А, да. Припоминаю раз-другой. — Он улыбнулся. Энн улыбнулась в ответ, но уже не так уверенно.
— Возможно, я когда-нибудь скажу Грэму… когда он… когда у него это пройдет. То есть если понадобится или он прямо спросит, ну и вообще…
— И тогда мое прошлое будет мне возвращено. Нету дня радостей, коллоу, коллей![5] И как вообще наш маленький Отелло?
Энн ранила беззаботная насмешливость Джека.
— Он переживает тяжелое время. Тебе это может показаться нелепым, как иногда кажется мне, но он переживает тяжелое время. Иногда меня пугает, что он как будто ни о чем другом вообще не думает. Ну, хотя бы у него есть его работа.
— Да, это хорошо.
— Но приближаются каникулы.
— Так подыщи ему занятие. Свози куда-нибудь.
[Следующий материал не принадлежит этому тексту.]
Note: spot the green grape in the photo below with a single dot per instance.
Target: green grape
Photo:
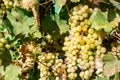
(1, 45)
(7, 46)
(3, 40)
— Мы стараемся найти страну, где я не трахалась бы с кем-то, — сказала Энн с внезапной горечью.
Дальнейшие свои мысли Джек оставил при себе. Он всегда питал теплое чувство к Энн, даже когда — как он вспомнил теперь — летом 1973 года они окончательно рассорились из-за приятной добавки, которой он себя побаловал, какой-то двойной парковки. Он всегда считал ее девочкой без гребаных закидонов; может быть, не достаточно искрометной на его вкус, но определенно без гребаных закидонов. И, провожая ее, он подставил ей лицо для поцелуя. Она повернулась к нему, заколебалась и оцарапала щеку об его бороду. Когда Энн уже отодвигалась, чуть смоченные губы Джека, казалось, поймали ее ухо.
Барбара сидела на кушетке в своем нейлоновом халате, прихлебывала чай из чашки и праздно размышляла о Грэме. Она думала о нем чуть чаще, чем он, с ее точки зрения, того заслуживал. Первоначальное презрение теперь сошло на нет, и даже злость, обычно более надежная эмоция, больше уже не переполняла ее, как в первые два года. Разумеется, это не значило, что она хоть в чем-то простила Грэма, или испытывала к нему симпатию, или даже «поняла его точку зрения» — то, к чему ее иногда подталкивали наиболее тряпичные или же наиболее лояльные ее подруги. Вдобавок те же подруги в приливе наибольшей смелости намекали, что ей просто не повезло, что определенный процент браков всегда распадается, и тут нет ничьей вины, что так уж устроен мир. Им она отвечала: «Я еще здесь. Элис еще здесь. Дом еще здесь. Даже машина еще здесь. Ничего не случилось, кроме того, что Грэм сбежал». Это бесцветное изложение фактов обычно направляло их на ложный след.